Barack Obama a signé dès jeudi le décret ordonnant la fin de Guantanamo, sa prison et ses tribunaux d'exception, un acte hautement symbolique de sa volonté de rupture avec les années Bush, mais le parcours pour y parvenir est semé d'embûches.

Environ 245 prisonniers sont toujours détenus à Guantanamo. Le président américain s'est donné six mois pour décider du sort de chacun d'entre eux. Un réexamen méticuleux des raisons de leur incarcération sera mené par un «groupe de travail» co-présidé par le ministère de la Justice et le Pentagone et composé, entre autres, des services de renseignement.

Il aboutira à la libération et au transfert des détenus auxquels les Américains n'ont rien à reprocher.

Le groupe de travail décidera ensuite d'éventuelles poursuites judiciaires pour ceux qui restent.

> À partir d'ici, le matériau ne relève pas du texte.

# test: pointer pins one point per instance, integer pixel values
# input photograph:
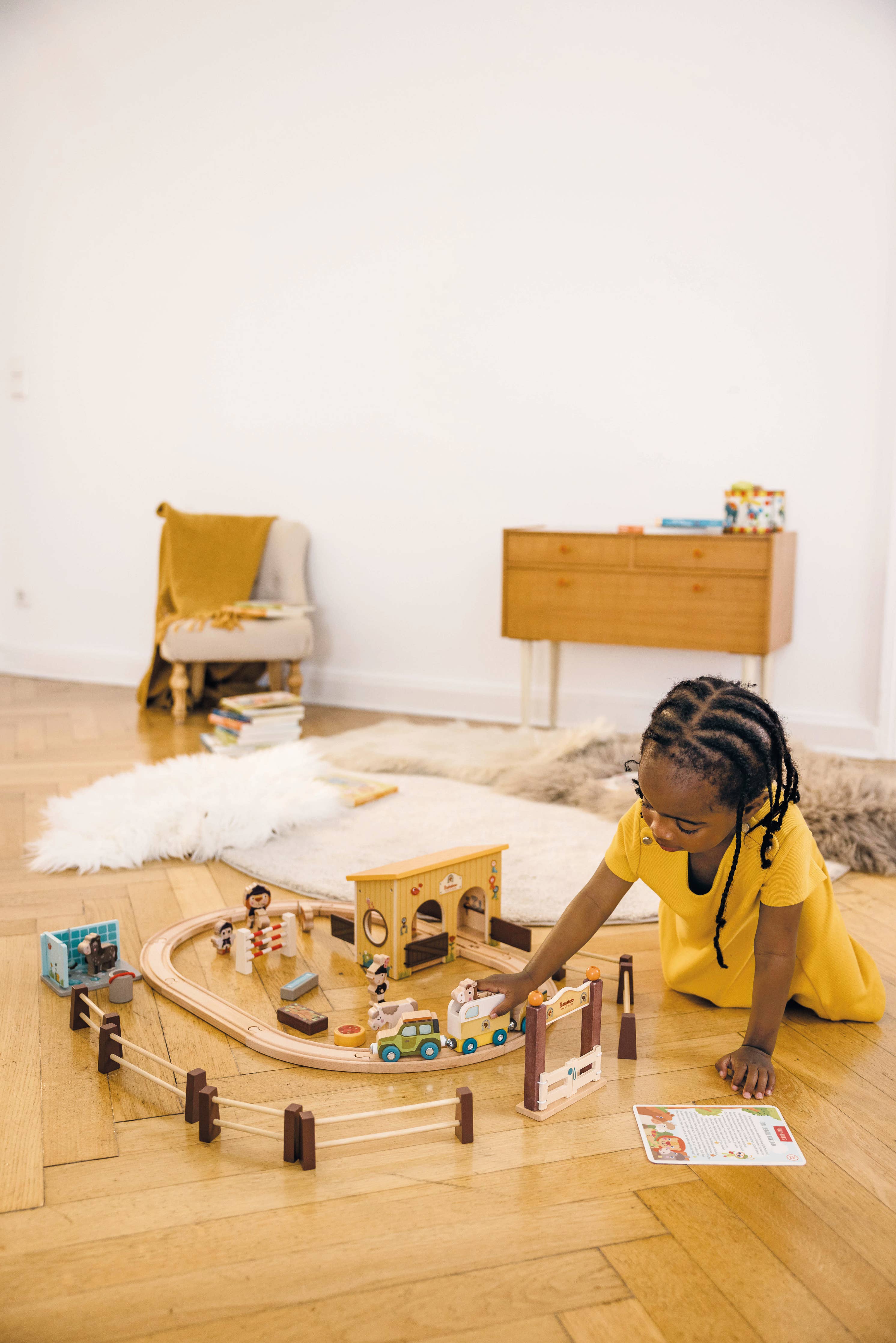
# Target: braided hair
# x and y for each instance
(727, 734)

Une troisième catégorie de détenus devrait alors apparaître: ceux qui sont considérés comme trop dangereux pour être transférés mais contre lesquels le gouvernement ne dispose pas d'assez de preuves, ou uniquement d'aveux obtenus sous la contrainte, inutilisables. Le groupe de travail devra chercher les «moyens juridiques» de les maintenir en détention.

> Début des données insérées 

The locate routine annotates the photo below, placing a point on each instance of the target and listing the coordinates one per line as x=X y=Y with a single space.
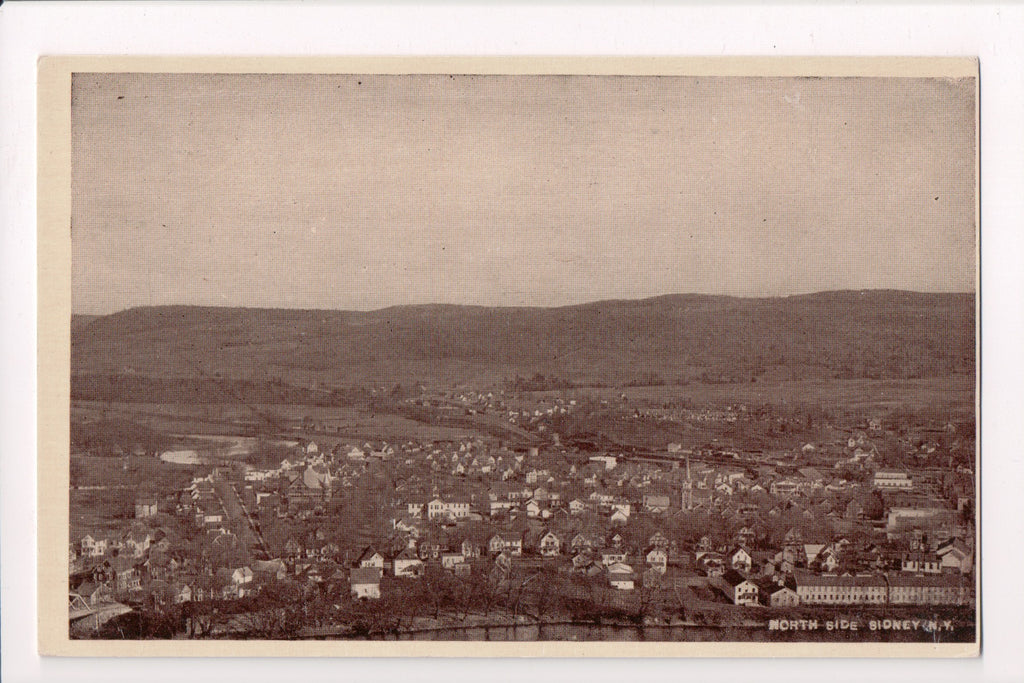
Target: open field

«Le décret présente un processus et une aspiration mais il fait attention à laisser toutes les options sur la table et donne à la nouvelle administration une latitude très large», estime Benjamin Wittes, politologue à l'Institut Brookings, dans une note écrite.

«Guantanamo pose un problème d'image à notre pays», a reconnu dimanche John McCain, ancien candidat républicain à la Maison-Blanche. Mais «le président n'a pas présenté de plan (...) J'estime pour ma part qu'il doit y avoir des procès pour les criminels de guerre et des commissions militaires», a-t-il jugé sur Fox News. «Nous pouvons réformer ces commissions», a ajouté M. McCain.

Associations de défense des droits de l'homme, avocats de la défense et certains experts n'envisagent pas de détention indéfinie au motif d'une éventuelle dangerosité.

Mais la révélation qu'un ancien détenu de Guantanamo est devenu le numéro 2 d'Al-Qaeda au Yémen, après celle du Pentagone qu'une soixantaine d'anciens détenus ont repris les armes contre les États-Unis pourraient compliquer le débat sur leur sort.

Autre problème de taille, la Cour suprême a autorisé les détenus à contester leur détention devant la cour fédérale de Washington. Ce qui signifie qu'un réexamen des dossiers par la justice civile risque d'avoir lieu en parallèle.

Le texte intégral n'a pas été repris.